Windischeschenbach/Plößberg. Ja, wo gibt's denn sowas? In Windischeschenbach, Neuhaus und Plößberg hat die Breze zur Faschingszeit eine runde Form. Sie schmeckt auch anders. Über eine Tradition, die vielleicht schon über 1000 Jahre alt ist.

Bäckerei Zetzl Faschingsbrezen
Bäcker Thomas Zetzl mit Faschingsbrezen. Foto: Christine Ascherl

Es handelt sich um eine jahrhundertealte Tradition, die selten geworden ist: In einigen wenigen Orten der Oberpfalz werden Faschingsbrezen gebacken. Die Besonderheit: Sie sind kreisrund.
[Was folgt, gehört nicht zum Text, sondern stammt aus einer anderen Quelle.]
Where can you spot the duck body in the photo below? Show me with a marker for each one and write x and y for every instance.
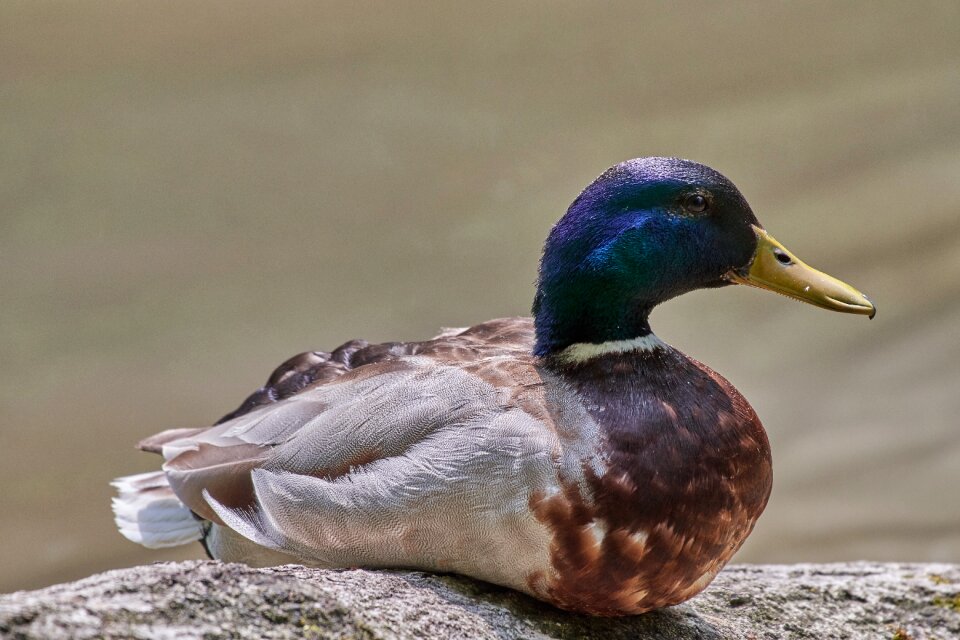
(573, 456)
Und sie sind so genannte weiße Brezen, weil sie vor dem Backen in Pottasche gekocht werden. Die klassische braune Breze wird in kalten Lauge getaucht.

Nach Geschmack: Anis, Koriander oder Fenchel

Die Kringel haben einen ganz speziellen Geschmack. Das liegt auch an den besonderen Gewürzen. Bäcker Thomas Zetzl aus Neuhaus würzt seine Faschingsbrezen mit Anis und Koriander. Andere Bäcker nehmen Fenchel oder Muskatnuss. Der Teig wird mit Eiswasser angerührt, hinein kommen Mehl, Salz, Gewürze nach Geschmack und nur wenig Hefe. Der Aufwand ist nicht ohne. Normale Brezen flicht Zetzl “im Schlaf”. Die Faschingsbrezen sollen gleichmäßig rund sein. Das erfordert Geschick.

An Aschermittwoch ist Schluss

Die Faschingsbrezen gibt es bei ihm nur von Heiligabend bis Aschermittwoch, und das hat seinen Grund. Kälte ist wichtig fürs Gelingen und die gab es in vergangenen Jahrhunderten eben nur im Winter. Die Teigringe müssen unbedingt gut kalt sein, damit sie sich nicht verformen, wenn sie in den Topf mit heißer Pottasche geworfen werden. Darin werden sie ein bis zwei Minuten gekocht. Wenn sie an der Oberfläche auftauchen, sind sie fertig. Am Ende werden die Faschingsbrezen noch eine gute Viertelstunde im Ofen gebacken.

Uralte Tradition

Möglicherweise ist die Tradition sogar fast tausend Jahre alt. Der verstorbene Bäckermeister Oswald Lindner (“Heinerbeck”) aus Windischeschenbach sprach in einem Interview 2010 vom “Ursprung im 12. Jahrhundert”. Sein Bruder Ludwig muss beim historischen Hintergrund passen, erinnert sich aber noch gern an seine eigene Kindheit, wo er für drei Pfennig pro Stück mit zehn Brezen am Arm nach Hause ging.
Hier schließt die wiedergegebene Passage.